Cybersecurity experts and agencies worldwide are alerting the public about a surge in opportunistic hacking attempts related to the recent IT outage.
Although there is no evidence that the CrowdStrike outage was caused by malicious activity, some bad actors are trying to take advantage of the situation. Cyber agencies in the UK and Australia are advising people to be cautious of fake emails, calls, and websites posing as official entities.
CrowdStrike CEO George Kurtz urged users to verify they are communicating with official representatives before downloading any fixes. “We know that adversaries and bad actors will try to exploit events like this,” he said in a blog post. “Our blog and technical support will continue to be the official channels for the latest updates.”
His warning was echoed by cybersecurity expert Troy Hunt, who operates the well-known security website Have I Been Pwned. “An incident like this, which has garnered so much attention and concern, is a gift to scammers,” Hunt remarked.
Hunt was responding to an alert from the Australian Signals Directorate (ASD), Australia’s equivalent of the UK’s GCHQ or the US’s NSA, which warned of hackers distributing fake software fixes claiming to be from CrowdStrike. “Alert! We understand a number of malicious websites and unofficial code are being released claiming to help entities recover,” the notice reads. The agency urges IT responders to use only CrowdStrike’s official website for information and assistance.

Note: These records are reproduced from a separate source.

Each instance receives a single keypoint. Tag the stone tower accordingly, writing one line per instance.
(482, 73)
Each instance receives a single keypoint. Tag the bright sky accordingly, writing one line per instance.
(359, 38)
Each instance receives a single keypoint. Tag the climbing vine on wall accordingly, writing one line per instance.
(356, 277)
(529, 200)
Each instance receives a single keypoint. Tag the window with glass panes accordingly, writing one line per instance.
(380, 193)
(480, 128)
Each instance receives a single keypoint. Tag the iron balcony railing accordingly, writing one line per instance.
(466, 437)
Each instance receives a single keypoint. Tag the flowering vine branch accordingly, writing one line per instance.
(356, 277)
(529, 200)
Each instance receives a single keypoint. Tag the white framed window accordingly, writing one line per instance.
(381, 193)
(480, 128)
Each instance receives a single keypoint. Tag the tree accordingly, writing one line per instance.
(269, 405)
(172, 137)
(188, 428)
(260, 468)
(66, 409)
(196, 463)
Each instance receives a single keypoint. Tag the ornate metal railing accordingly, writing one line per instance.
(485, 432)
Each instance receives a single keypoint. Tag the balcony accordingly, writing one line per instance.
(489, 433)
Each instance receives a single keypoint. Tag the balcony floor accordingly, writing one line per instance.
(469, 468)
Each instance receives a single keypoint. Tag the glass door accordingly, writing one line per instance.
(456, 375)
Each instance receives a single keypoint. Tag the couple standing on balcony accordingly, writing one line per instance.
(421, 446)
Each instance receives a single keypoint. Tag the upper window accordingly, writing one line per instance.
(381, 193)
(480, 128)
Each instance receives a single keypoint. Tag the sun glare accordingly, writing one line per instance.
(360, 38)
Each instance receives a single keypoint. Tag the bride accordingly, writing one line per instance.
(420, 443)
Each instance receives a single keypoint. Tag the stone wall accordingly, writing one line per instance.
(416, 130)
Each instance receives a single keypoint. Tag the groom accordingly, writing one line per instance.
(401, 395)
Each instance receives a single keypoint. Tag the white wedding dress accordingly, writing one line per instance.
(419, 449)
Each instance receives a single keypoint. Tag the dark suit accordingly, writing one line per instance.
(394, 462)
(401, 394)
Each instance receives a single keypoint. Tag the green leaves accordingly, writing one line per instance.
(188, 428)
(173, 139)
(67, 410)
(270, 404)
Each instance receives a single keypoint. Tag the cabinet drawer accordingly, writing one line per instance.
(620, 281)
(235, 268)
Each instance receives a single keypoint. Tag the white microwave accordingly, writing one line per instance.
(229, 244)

The ASD’s warning follows calls from the UK’s National Cyber Security Centre (NCSC) urging heightened vigilance against suspicious emails or calls pretending to be from CrowdStrike or Microsoft support. “An increase in phishing attempts referencing this outage has already been observed, as opportunistic malicious actors seek to exploit the situation,” the NCSC said.
Fear and Uncertainty
Major news events, especially those involving technology, often lead to hackers modifying their tactics to exploit public fear and uncertainty. During the Covid-19 pandemic, for instance, hackers adjusted their phishing emails to offer information about the virus or even fake antidotes to deceive people and organizations.
With the IT outage making global headlines, hackers are seizing the opportunity. Researchers at Secureworks have noted a sharp rise in CrowdStrike-themed domain registrations, where hackers create websites that appear official to trick IT managers or the public into downloading malicious software or revealing private information.
The primary advice is directed at IT managers who are working to get their organizations back online, but individuals are also advised to be cautious. Experts recommend acting only on information from official CrowdStrike channels.